I’m confused about people. Again. You would think that being a person, other people would be easy to understand but here I am again being confused. 

I know nothing. 

, I know a lot of random things but I could be wrong about all of them. If you told me that penguins didn’t actually have knees covered by their copious amount of drooping belly fat I would be surprised and want to see the evidence but I am prepared to be wrong.

 There suddenly seems to be a rise of people who aren’t prepared to be wrong. Whether it’s not understanding Black Lives Matter doesn’t mean your life matters too, JKRowling vs Trans people, whether the empire was great or evil, statues or just whether strawberry flavoured Jaffa Cakes should exist people have decided what they think and are not prepared to consider the possibility that they are wrong.
“This is the hill I’ll die on!” they shout.

Yesterday, on Twitter, that Grimey boy was being horribly anti-Semitic and even when people told him he was wrong he refused to back down. He didn’t even have many of the confirmatory voices that you often get but he just kept going, for hours and hours. He was eventually suspended from the platform for a week but you can imagine him in his bedroom spitting bile about Jews (because everyone who believes that Abraham made a covenant with God is the same, right?) and even when the cat showed him its butt he refused to stop, shouting, “This is the hill I’m prepared to die on.” He’s probably still there now, rocking in a corner.  I would feel sorry for him but I think he’s always been a bit of a twit, not turning up to gigs and generally acting like he’s the most important person on the planet.

All these people shouting about being prepared to die on a hill have confused me because I thought the phrase used to be, “That’s not a hill I’m prepared to die on.” It used to be used by people to admit that they might not be completely sure. That used to be allowed. Once upon a time, in the not too distant past people used to be able to say, “I think Churchill was a great man but it’s not a hill I’m prepared to die on.” Most humans could see that there aren’t two distinct sides, that humans are basically flawed and whilst someone did great things, they might have also done some pretty horrible things  (Boer war concentration camps).

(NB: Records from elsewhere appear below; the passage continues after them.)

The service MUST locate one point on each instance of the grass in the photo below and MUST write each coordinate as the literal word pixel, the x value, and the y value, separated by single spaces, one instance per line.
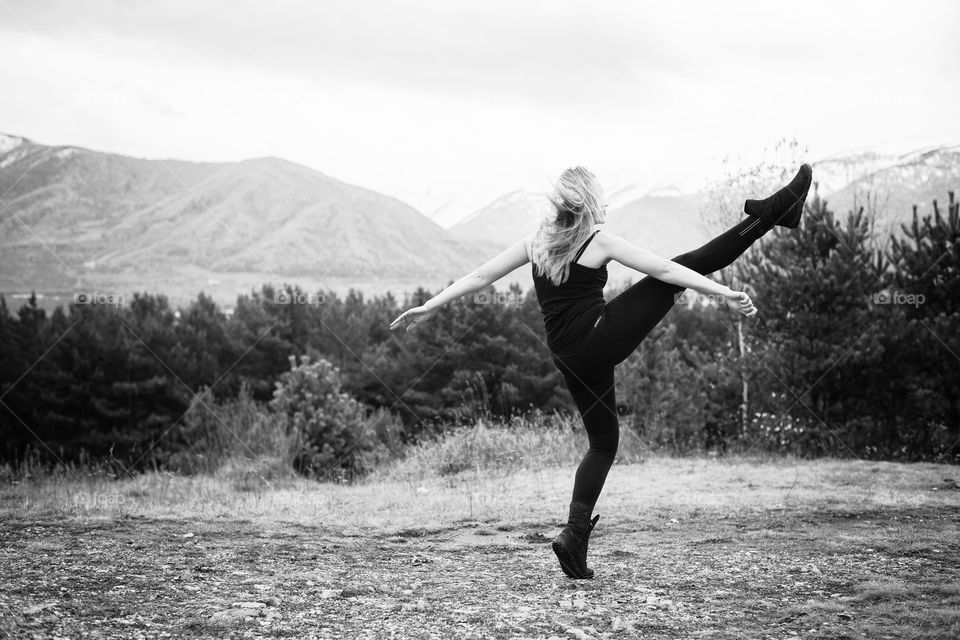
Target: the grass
pixel 685 548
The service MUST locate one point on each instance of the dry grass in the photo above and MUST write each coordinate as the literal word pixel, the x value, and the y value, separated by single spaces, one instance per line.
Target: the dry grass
pixel 686 547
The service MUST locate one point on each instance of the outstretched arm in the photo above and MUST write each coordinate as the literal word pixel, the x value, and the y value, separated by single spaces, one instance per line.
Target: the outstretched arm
pixel 661 268
pixel 483 276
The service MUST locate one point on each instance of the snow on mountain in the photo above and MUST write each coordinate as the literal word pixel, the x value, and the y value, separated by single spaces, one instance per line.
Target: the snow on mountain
pixel 9 142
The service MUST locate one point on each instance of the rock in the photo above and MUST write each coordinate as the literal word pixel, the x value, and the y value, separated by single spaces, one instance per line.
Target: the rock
pixel 37 608
pixel 231 616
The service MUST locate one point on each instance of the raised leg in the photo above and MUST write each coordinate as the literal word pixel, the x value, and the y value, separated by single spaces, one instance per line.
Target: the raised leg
pixel 631 316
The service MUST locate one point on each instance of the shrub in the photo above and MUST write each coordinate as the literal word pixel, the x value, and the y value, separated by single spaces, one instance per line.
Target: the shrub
pixel 335 435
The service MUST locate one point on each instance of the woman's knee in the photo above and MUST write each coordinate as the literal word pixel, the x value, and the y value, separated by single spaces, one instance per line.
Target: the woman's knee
pixel 605 442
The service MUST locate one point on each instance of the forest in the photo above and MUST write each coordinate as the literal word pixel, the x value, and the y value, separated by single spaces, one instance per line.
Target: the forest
pixel 854 353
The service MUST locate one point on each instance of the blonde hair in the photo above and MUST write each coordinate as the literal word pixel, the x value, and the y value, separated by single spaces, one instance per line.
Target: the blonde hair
pixel 577 199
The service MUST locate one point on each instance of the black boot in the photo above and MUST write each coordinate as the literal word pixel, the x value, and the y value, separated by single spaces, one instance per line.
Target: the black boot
pixel 785 206
pixel 571 545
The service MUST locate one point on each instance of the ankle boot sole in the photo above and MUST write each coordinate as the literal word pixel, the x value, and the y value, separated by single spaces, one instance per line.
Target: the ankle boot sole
pixel 569 563
pixel 794 218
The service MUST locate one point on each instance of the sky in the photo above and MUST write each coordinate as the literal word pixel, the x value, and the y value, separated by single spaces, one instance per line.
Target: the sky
pixel 431 100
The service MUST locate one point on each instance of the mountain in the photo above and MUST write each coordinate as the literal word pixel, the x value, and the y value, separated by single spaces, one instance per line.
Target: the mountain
pixel 506 219
pixel 79 219
pixel 670 220
pixel 893 184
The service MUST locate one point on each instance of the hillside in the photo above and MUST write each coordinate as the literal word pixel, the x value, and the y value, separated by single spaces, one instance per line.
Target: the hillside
pixel 80 219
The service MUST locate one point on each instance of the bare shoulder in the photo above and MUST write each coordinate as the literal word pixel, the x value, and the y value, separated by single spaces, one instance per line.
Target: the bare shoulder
pixel 608 241
pixel 527 242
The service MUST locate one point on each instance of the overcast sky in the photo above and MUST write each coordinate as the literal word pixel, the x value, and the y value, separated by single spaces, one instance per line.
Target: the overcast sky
pixel 425 99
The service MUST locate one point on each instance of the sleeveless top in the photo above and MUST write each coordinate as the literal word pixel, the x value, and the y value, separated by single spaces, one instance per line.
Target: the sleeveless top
pixel 573 307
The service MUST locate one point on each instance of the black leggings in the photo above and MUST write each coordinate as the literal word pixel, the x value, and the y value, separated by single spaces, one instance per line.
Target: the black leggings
pixel 626 321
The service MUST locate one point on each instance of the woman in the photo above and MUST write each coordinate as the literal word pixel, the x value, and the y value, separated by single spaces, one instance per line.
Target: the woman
pixel 588 337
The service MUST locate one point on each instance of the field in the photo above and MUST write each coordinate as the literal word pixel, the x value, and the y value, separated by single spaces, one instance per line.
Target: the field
pixel 685 548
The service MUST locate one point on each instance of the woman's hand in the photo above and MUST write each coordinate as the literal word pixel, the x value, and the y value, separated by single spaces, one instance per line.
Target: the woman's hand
pixel 744 303
pixel 411 317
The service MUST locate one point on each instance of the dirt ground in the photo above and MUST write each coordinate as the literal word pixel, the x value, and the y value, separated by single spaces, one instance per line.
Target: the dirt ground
pixel 829 568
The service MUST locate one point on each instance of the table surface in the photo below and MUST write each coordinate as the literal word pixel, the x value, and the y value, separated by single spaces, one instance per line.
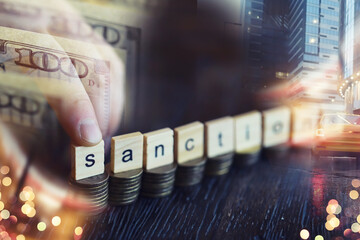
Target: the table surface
pixel 274 199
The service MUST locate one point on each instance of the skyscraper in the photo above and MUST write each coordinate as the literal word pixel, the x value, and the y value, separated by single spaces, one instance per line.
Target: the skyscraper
pixel 313 53
pixel 350 55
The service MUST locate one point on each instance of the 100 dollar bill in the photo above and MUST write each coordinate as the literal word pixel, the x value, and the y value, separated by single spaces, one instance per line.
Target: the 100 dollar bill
pixel 41 55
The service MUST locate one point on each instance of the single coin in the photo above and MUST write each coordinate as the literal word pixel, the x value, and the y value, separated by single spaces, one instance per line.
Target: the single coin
pixel 91 182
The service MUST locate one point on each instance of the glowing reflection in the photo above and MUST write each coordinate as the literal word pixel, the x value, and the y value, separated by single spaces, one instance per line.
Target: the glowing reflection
pixel 329 217
pixel 41 226
pixel 355 183
pixel 6 181
pixel 304 234
pixel 5 214
pixel 354 194
pixel 347 233
pixel 20 237
pixel 56 221
pixel 4 170
pixel 328 226
pixel 355 227
pixel 334 222
pixel 78 231
pixel 319 237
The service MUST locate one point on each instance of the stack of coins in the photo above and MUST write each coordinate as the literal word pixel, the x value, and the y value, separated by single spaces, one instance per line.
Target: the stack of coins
pixel 219 165
pixel 124 187
pixel 247 159
pixel 190 173
pixel 158 182
pixel 94 191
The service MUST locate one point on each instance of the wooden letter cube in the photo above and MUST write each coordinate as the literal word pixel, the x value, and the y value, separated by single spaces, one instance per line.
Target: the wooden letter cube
pixel 219 136
pixel 304 124
pixel 248 132
pixel 276 126
pixel 127 152
pixel 158 148
pixel 189 142
pixel 87 161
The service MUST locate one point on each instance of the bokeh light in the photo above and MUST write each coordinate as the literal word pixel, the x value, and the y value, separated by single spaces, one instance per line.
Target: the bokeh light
pixel 20 237
pixel 56 221
pixel 334 222
pixel 5 214
pixel 355 227
pixel 4 170
pixel 319 237
pixel 354 194
pixel 78 231
pixel 6 181
pixel 41 226
pixel 355 183
pixel 304 234
pixel 328 226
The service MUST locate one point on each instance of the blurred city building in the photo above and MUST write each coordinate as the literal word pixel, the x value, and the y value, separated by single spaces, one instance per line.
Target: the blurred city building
pixel 350 55
pixel 313 54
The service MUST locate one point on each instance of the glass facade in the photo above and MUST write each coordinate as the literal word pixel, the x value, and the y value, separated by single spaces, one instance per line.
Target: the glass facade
pixel 313 52
pixel 350 55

I wondered where the phrase came from in the first place because, let’s face it, not many people actually die on hills.

It’s quite a new idiom and dates back to 1969 and the Vietnam war and a battle that took place on Dong Ap Bia, a mountain, with particularly difficult terrain. The battle was nicknamed the battle of Hamburger Hill by theAmerican soldiers because anyone who fought there was ‘ground up like hamburger meat’. This was a hill you definitely didn’t want to die on.

It worries me that the phrase has shifted. It worries me that people are no longer prepared to be wrong. We can’t know everything. We must be prepared to be wrong and open to learning new things.

I’m desperately trying to learn new things. I’m trying to learn how to teach music without singing or blowing. On a body percussion Zoom training they told us to check out their website.
“Click on the burger,” he told us.
I sat, confused. I didn’t know what the burger was.
They switched their screen to show their computer and the mouse hovered over the three little lines in the corner.

“That’s not a burger!” I shouted at the screen. Luckily, I was muted.
This is the hamburger hill I’m not prepared to die on though. I’m willing to learn. Does everyone call it a burger?